Anche oggi abbiamo a che fare con il verbo "credere", e soprattutto ne abbiamo a che fare con un altro racconto di resurrezione, quella che Gesù compie verso un amico caro, Lazzaro. Ma qui non è tanto il ritorno alla vita di Lazzaro che deve colpire la nostra attenzione: è una resurrezione tanto anomala, quella di Lazzaro, che nemmeno pare tale. Lazzaro, infatti, anche dopo che Gesù lo ha fatto uscire dalla tomba, non riacquista la sua identità, perché continua ad essere chiamato "il morto"
(Lazzaro, quello con un nome, è già con il Padre, nel seno di Abramo, come un altro Lazzaro, un povero...); continua a rimanere "legato mani e piedi" (per cui, come avrà fatto a camminare e a uscire dal sepolcro?), "il viso avvolto da un sudario" (che bisogno ha, di vedere?), e se potrà essere liberato e lasciato andare è perché interverrà la comunità, su invito del Maestro.
È la comunità che lo libera, perché in realtà è la comunità che fa il percorso della vita, è la comunità che risuscita; è la comunità - e non Lazzaro - che percorre il cammino dalle tenebre alla luce, dal peccato alla grazia, dalla morte alla vita.
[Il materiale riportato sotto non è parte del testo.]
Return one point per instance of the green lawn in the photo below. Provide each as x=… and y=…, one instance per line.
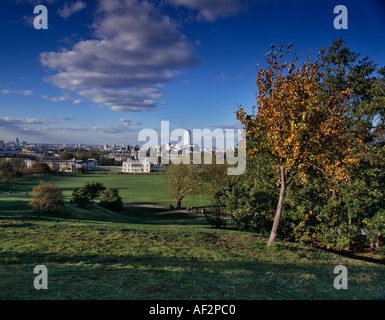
x=132, y=188
x=147, y=253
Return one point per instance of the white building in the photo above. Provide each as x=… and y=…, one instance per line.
x=187, y=138
x=136, y=166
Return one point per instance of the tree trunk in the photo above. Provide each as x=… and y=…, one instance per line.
x=277, y=217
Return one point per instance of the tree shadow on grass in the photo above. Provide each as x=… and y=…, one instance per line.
x=158, y=277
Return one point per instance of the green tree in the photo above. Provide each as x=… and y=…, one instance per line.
x=47, y=198
x=300, y=130
x=338, y=220
x=40, y=168
x=87, y=194
x=94, y=189
x=181, y=181
x=81, y=197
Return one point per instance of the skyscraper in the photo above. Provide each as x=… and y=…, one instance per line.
x=187, y=138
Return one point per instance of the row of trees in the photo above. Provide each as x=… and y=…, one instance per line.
x=11, y=170
x=48, y=198
x=316, y=151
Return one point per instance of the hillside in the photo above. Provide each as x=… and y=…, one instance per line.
x=148, y=253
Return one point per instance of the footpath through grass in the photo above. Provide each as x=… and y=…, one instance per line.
x=146, y=253
x=146, y=189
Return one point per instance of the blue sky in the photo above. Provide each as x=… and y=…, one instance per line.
x=104, y=70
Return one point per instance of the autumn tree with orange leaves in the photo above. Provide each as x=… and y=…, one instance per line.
x=302, y=131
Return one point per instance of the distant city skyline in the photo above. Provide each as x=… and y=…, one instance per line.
x=104, y=70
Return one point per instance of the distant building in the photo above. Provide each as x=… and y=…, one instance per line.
x=187, y=138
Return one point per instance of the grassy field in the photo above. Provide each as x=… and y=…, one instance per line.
x=147, y=253
x=132, y=188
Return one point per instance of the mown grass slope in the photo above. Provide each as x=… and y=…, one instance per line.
x=145, y=253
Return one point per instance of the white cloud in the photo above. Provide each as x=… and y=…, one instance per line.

Una comunità - la Chiesa - composta di quattro categorie di persone, non certo tutte credenti e innamorate di Dio allo stesso modo: Marta, Maria, i discepoli di Gesù, e i Giudei. Ci sono persone che già credono (Marta e Maria), ma che hanno bisogno di tornare a sperare in quel Dio della vita che le aveva lasciate sole ("Se tu fossi stato qui..."); ci sono persone che hanno bisogno di conferme, perché su questo Maestro hanno investito molto, e lui lo sa bene ("Io sono contento per voi di non essere stato là, affinché voi crediate"); e persone che proprio non credono, anzi, si arrabbiano con lui ("Lui che ha aperto gli occhi al cieco, non poteva far sì che costui non morisse?") o tutt'al più si meravigliano dei suoi sentimenti ("Guarda come lo amava!").
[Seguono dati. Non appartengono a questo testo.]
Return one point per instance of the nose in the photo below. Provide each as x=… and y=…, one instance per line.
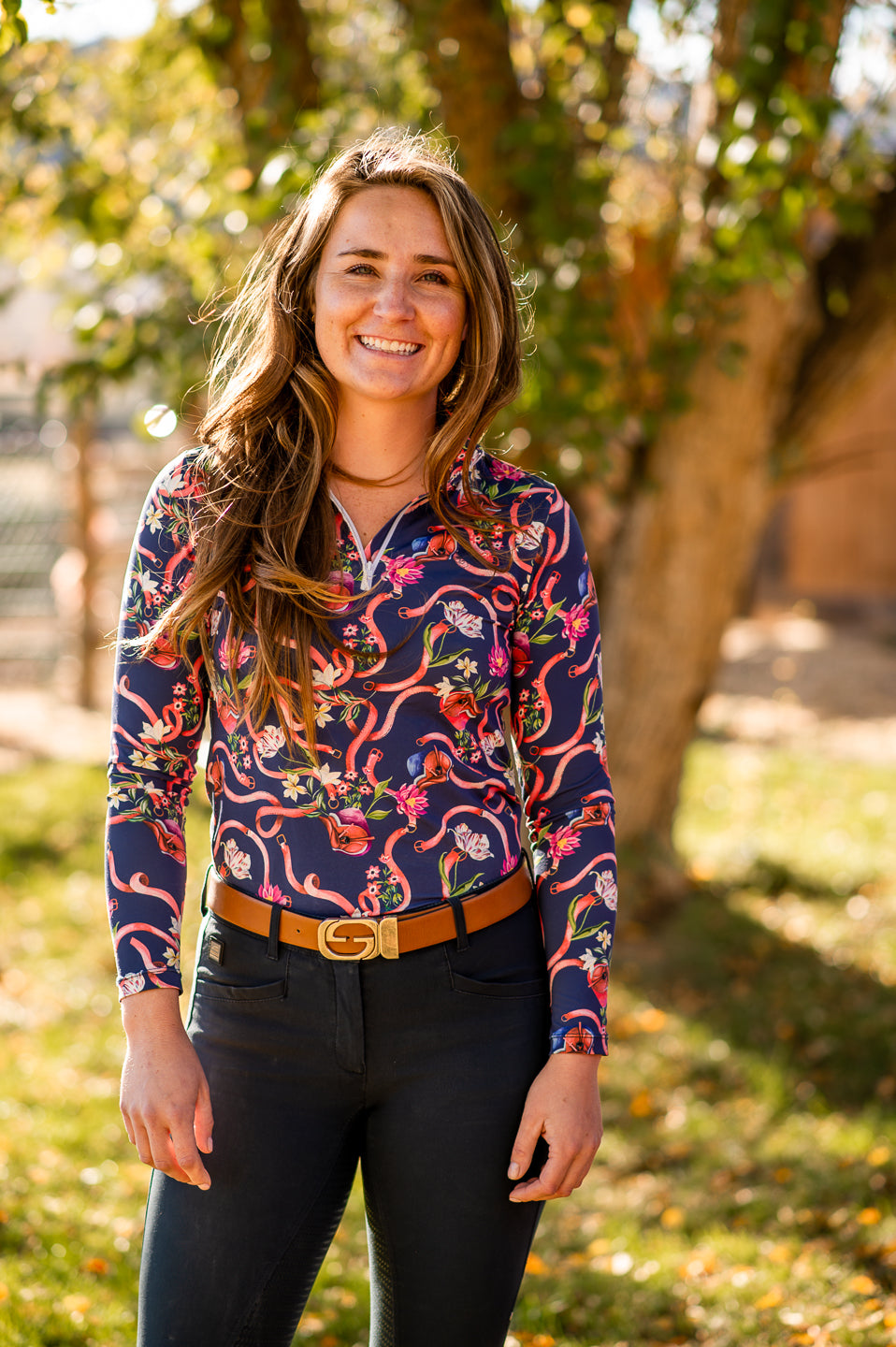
x=394, y=299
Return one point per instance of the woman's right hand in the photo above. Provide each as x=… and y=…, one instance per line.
x=165, y=1095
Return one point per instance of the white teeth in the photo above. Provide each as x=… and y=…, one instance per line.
x=395, y=348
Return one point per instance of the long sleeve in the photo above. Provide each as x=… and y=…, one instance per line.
x=158, y=712
x=558, y=725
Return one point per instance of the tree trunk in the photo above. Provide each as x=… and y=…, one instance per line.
x=479, y=91
x=685, y=550
x=84, y=435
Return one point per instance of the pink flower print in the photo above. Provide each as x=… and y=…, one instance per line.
x=606, y=890
x=597, y=973
x=236, y=861
x=520, y=654
x=499, y=661
x=563, y=842
x=459, y=707
x=170, y=838
x=575, y=623
x=274, y=893
x=412, y=801
x=214, y=776
x=528, y=538
x=349, y=832
x=403, y=570
x=464, y=620
x=500, y=468
x=437, y=767
x=476, y=845
x=269, y=741
x=441, y=544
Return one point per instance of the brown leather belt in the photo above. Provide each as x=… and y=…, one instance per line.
x=366, y=937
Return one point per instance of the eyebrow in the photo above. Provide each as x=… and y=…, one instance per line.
x=427, y=259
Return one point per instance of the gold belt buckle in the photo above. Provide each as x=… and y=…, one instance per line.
x=358, y=937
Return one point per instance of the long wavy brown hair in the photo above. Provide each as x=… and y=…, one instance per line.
x=265, y=532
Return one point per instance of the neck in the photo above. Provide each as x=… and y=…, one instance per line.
x=390, y=443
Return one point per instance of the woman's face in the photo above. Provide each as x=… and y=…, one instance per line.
x=390, y=308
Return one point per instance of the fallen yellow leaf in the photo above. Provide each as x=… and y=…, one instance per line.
x=642, y=1105
x=535, y=1267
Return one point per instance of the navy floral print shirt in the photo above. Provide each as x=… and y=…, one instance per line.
x=415, y=795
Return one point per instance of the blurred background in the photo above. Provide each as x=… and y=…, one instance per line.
x=701, y=202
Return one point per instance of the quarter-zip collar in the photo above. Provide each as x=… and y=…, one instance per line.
x=455, y=489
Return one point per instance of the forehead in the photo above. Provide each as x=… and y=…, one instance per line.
x=390, y=219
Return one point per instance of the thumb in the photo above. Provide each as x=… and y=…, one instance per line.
x=523, y=1150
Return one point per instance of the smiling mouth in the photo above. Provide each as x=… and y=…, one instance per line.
x=392, y=348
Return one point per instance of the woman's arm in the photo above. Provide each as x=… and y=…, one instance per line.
x=165, y=1095
x=158, y=712
x=563, y=1105
x=558, y=725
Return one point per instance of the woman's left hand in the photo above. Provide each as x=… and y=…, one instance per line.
x=563, y=1106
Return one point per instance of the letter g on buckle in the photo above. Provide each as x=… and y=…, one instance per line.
x=357, y=937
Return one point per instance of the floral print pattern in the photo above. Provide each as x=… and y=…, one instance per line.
x=415, y=798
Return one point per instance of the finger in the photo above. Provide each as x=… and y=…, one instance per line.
x=186, y=1157
x=204, y=1118
x=523, y=1147
x=546, y=1184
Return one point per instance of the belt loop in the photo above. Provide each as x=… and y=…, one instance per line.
x=205, y=890
x=459, y=923
x=274, y=931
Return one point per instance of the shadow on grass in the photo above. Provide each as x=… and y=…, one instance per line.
x=829, y=1028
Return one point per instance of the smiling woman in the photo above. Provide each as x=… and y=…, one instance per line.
x=357, y=596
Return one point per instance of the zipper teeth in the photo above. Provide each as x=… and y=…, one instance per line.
x=369, y=569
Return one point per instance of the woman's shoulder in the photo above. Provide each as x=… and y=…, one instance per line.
x=182, y=480
x=507, y=484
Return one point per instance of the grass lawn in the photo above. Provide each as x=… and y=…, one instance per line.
x=744, y=1193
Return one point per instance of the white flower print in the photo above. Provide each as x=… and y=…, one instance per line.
x=459, y=617
x=326, y=676
x=238, y=861
x=476, y=845
x=269, y=741
x=293, y=789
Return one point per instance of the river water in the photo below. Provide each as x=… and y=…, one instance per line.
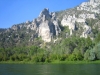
x=50, y=69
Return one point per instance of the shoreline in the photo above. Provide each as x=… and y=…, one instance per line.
x=54, y=62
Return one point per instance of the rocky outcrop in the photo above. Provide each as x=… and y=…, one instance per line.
x=46, y=25
x=91, y=6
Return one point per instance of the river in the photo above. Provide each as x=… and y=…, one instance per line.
x=50, y=69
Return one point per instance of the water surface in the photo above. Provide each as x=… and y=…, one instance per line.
x=50, y=69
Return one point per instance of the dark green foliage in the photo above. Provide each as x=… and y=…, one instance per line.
x=89, y=55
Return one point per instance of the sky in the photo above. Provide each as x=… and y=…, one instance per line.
x=19, y=11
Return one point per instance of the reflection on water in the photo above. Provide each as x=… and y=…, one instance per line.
x=50, y=69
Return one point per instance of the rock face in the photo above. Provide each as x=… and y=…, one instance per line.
x=46, y=25
x=92, y=6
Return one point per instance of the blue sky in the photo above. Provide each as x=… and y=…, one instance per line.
x=18, y=11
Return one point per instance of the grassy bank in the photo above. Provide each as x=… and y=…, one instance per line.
x=53, y=62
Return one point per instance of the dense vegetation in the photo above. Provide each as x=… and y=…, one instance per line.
x=69, y=49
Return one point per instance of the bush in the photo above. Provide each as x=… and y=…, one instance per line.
x=89, y=55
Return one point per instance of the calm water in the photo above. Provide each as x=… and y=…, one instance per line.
x=55, y=69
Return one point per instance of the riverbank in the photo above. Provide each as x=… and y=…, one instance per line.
x=53, y=62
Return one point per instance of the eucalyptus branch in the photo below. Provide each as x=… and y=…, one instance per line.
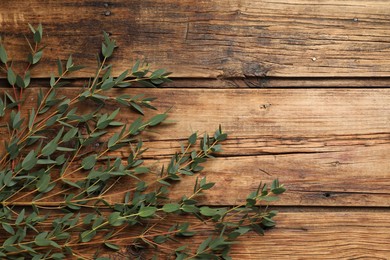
x=51, y=163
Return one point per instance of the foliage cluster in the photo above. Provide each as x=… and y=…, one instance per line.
x=59, y=170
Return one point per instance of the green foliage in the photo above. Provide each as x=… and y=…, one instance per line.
x=60, y=169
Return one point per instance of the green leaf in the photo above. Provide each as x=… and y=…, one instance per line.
x=208, y=212
x=207, y=186
x=29, y=161
x=52, y=81
x=202, y=247
x=112, y=246
x=147, y=212
x=87, y=235
x=60, y=68
x=36, y=57
x=41, y=240
x=192, y=138
x=3, y=54
x=115, y=219
x=20, y=217
x=70, y=134
x=171, y=207
x=89, y=162
x=7, y=227
x=69, y=62
x=49, y=148
x=43, y=183
x=11, y=77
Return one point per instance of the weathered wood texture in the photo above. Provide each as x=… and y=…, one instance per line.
x=314, y=235
x=329, y=146
x=327, y=139
x=214, y=38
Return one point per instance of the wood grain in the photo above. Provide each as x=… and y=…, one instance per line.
x=329, y=146
x=313, y=235
x=212, y=39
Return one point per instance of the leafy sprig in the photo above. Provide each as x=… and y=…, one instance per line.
x=58, y=175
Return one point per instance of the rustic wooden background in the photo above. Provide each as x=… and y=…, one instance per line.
x=300, y=85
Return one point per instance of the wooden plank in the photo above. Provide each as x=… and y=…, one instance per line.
x=314, y=235
x=330, y=147
x=210, y=39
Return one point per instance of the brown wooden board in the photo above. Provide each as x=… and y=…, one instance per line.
x=329, y=146
x=308, y=235
x=210, y=39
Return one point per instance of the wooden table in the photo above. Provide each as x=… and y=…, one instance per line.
x=300, y=86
Tutto questo cammino parte da lontano: dipende dal rapporto che ognuno dei presenti ha con Gesù. I Giudei lo odiavano ("Poco fa cercavano di lapidarti", gli viene detto), i discepoli lo stimavano, Marta e Maria - e Lazzaro, quand'era in vita - lo amavano molto: è l'amore che hai per lui che ti porta a credere che lui è il Figlio di Dio. E quanto più lo ami, tanto prima lo riconosci (cfr. 1 Gv 4,8), senza bisogno di gesti eclatanti, di favori, di miracoli enormi come la risurrezione di un cadavere freddo di quattro giorni.
È la nostra relazione con Dio che fa di noi un popolo di credenti. Lo è stato per la donna di Samaria, che si reca al pozzo forse per trovare il settimo uomo della sua vita e invece incontra il Dio che salva "in spirito e verità"; lo è stato per il cieco dalla nascita, che è salvato "dal fango" - come una nuova creazione - e dopo aver visto, crede; lo è per Marta, Maria e Lazzaro, che lo amano da sempre, credono in lui nonostante la morte, e addirittura la vincono. Questo Dio che di fronte alla morte e al dolore dell'umanità non solo non chiude gli occhi, ma addirittura se li riempie di lacrime, perché piange e ne condivide la sorte, è un Dio che preferisce non crearci illusioni. Infatti, non elimina la morte dalla nostra pesante e faticosa quotidianità, ma viene a dirci che lui non ci abbandona: "Io sono la risurrezione e la vita; chi crede in me, anche se muore, vivrà; chiunque vive e crede in me, non morirà in eterno".
Morirà, certo, come ogni cosa che finisce. Ma non sarà "in eterno", non sarà "per sempre", non sarà "l'ultima parola". L'ultima parola sulla storia, sulla nostra storia e su quella dell'umanità, ce l'ha Dio. Ed è la parola "Vita".
Mettiamoci in cammino verso Gerusalemme, senza ancora nulla di chiaro nella testa, e lasciamo risuonare nel nostro cuore le domande di Gesù a Marta: "Credi questo?...Non ti ho forse detto che, se crederai, vedrai la gloria di Dio?".